Two, a patient that cannot afford to pay for his or her treatment, I would say these are the minority of cases and the hospital or doctors that refuse to treat patience If government mandated health care for all would need to be punished, their license revoked or suspended

 

 

“The guidelines will make district hospitals to pay a particular fee for any referral made to a central hospital, a development that will help ensure that only critical cases are referred.

 

This is not reform but incompetence If not total arrogance on the part of the policy makers. If not lack of understanding of the problems they face.

 

Malawians many of us with the exception of a few that are covered by insurance cannot afford to pay for health care. Even one as poor as that offered by the Malawi government. To demand that hospitals pay for referring patients to better equipped hospitals is as good as signing their death warrant.

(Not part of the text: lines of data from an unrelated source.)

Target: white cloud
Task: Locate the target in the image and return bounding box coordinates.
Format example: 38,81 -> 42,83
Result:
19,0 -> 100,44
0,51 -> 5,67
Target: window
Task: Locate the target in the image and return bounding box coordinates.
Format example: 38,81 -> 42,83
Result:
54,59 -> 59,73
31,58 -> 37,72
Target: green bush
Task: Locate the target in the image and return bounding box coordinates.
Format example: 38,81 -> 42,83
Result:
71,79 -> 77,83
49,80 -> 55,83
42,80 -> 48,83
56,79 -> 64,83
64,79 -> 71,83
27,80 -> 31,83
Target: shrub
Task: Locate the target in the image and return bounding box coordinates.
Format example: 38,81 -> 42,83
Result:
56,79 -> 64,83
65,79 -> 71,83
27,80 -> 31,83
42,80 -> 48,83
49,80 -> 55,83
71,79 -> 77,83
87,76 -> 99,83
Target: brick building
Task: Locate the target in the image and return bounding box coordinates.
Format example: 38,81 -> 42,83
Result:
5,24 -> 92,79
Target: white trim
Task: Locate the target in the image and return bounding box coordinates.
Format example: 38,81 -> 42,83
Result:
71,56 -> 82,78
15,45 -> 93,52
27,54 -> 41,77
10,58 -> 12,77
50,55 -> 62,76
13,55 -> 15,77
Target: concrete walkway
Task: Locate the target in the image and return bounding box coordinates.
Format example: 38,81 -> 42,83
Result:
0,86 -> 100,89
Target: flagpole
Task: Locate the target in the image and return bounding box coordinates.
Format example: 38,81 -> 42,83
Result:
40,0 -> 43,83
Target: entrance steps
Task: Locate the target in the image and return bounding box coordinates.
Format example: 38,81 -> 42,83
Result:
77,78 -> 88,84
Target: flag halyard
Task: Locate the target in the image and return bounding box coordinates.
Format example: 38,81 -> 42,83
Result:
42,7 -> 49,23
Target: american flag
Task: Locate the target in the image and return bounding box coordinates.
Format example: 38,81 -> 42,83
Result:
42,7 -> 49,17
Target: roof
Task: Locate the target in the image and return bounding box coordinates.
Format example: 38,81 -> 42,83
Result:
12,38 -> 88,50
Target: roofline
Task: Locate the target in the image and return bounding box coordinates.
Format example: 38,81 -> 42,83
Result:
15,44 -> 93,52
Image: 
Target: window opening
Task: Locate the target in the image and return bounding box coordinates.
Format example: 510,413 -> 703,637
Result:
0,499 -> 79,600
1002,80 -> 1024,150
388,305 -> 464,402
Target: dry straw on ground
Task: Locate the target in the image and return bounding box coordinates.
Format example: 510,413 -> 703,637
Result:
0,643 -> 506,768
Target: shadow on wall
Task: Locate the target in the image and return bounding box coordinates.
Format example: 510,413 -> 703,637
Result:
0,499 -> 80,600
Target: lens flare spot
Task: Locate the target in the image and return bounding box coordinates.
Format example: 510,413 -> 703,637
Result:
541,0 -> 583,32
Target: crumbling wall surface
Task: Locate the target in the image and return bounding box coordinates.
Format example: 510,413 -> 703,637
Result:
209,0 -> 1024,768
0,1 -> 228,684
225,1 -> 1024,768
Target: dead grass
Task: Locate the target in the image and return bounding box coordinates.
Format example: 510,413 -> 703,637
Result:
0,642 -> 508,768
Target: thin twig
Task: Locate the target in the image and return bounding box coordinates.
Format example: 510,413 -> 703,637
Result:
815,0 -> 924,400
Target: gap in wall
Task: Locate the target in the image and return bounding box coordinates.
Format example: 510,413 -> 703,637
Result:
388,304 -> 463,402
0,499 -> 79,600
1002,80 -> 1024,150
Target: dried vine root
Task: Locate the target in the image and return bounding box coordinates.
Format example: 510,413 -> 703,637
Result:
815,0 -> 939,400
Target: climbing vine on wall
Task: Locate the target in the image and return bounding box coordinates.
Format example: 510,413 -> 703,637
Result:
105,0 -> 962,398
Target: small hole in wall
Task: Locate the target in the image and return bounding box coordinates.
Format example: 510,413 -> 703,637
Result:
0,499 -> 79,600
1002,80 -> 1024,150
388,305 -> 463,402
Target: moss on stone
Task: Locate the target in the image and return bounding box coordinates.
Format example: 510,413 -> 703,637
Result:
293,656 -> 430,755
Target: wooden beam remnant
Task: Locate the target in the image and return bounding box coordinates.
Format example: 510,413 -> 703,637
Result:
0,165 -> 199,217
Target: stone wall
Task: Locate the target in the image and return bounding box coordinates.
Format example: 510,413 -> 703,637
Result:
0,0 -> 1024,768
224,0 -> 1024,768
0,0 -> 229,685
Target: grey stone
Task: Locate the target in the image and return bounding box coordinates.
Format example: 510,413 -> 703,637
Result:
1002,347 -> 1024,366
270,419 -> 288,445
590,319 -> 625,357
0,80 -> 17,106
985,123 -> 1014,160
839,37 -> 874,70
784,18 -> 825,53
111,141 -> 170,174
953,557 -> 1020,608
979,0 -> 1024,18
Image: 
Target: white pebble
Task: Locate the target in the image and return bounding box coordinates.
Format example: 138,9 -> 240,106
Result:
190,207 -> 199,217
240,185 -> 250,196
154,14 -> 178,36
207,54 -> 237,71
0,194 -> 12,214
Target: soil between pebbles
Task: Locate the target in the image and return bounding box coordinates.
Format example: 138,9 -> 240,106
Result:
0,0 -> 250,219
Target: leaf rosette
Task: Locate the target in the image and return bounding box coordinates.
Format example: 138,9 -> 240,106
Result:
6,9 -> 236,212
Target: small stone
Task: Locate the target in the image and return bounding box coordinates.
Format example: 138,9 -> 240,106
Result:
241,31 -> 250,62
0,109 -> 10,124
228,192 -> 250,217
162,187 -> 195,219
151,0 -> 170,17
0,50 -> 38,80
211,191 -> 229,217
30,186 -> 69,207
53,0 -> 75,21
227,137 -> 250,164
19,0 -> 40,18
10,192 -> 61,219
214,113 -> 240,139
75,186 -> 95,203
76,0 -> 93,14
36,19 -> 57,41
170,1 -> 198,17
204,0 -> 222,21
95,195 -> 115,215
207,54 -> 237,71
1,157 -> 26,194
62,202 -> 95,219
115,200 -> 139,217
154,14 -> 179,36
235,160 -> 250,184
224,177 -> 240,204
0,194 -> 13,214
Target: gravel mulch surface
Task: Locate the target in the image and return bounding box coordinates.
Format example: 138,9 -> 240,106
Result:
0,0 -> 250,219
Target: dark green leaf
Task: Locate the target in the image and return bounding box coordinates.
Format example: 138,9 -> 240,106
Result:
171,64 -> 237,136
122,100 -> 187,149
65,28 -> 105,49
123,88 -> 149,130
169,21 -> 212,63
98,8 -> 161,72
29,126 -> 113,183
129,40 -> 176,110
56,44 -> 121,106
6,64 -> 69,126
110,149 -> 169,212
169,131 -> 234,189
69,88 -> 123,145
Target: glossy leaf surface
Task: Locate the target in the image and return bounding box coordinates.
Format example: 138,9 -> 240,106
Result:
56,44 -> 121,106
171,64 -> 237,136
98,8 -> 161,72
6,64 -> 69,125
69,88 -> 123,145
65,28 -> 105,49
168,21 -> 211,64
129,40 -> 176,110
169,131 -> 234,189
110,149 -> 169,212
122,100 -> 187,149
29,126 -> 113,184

Hospitals will just make sure they die instead of subjecting themselves to fees they themselves cannot afford to pay.

 

Health care in the so called government reforms should be treated as a human rights issue and should be made available to all Malawians. In countries with good health care systems like Canada, United Kingdom and even the US the referring hospital is the one that gets paid not the other way round.

 

“This will reduce unnecessary pressure on central hospitals since only critical cases will be referred to them for fear of incurring extra costs by referring hospitals,” he said, Once again wishful thinking. This will just make sure patients will be left to die instead of being referred for proper treatment. Where are these hospitals going to get money to pay hospitals like Kamuzu Central Hospital?

 

 

Nkhoma added that the development will ensure that patients are not just ‘dumped’ after referral, but are properly taken care of.

 

Galaxy Media Consultants, an independent firm that encourages journalists to report on health issues and organised the sensitisation meeting, called on the media to take part in sensitizing people on the reforms through the stories they write.

 

He then called on stakeholders to support the reforms arguing that if hospitals are run as a Public Trust, hospital administrations will be answerable to the citizenry in situations where service delivery is compromised unlike now where citizens have no say on performance of the workforce under Ministry of Health.

 

“The media have power to influence decisions and we hope that hearing about the reforms from a policy maker in the Ministry of Health itself has given you [journalists] a chance to hear first-hand information,” said Benson Nkhoma-Nsomba, Galaxy Media Consultant’s Project Manager.

 

I agree that the Media has power not to promote government bad policy that will surely guarantee the death of many patients. We need to inform the public that these policies are ill-fated and will kill many Malawians.

 

Other health reforms being proposed by the ministry include: revitalizing medical insurance scheme alongside the expansion of paying services in public hospitals, establishment of a Health Fund and Reviewing of the Government-CHAM partnership. 

 

Minister Kalirani and the Mutharika government need to rethink these policies before burdening rural hospitals with patients they cannot take care of.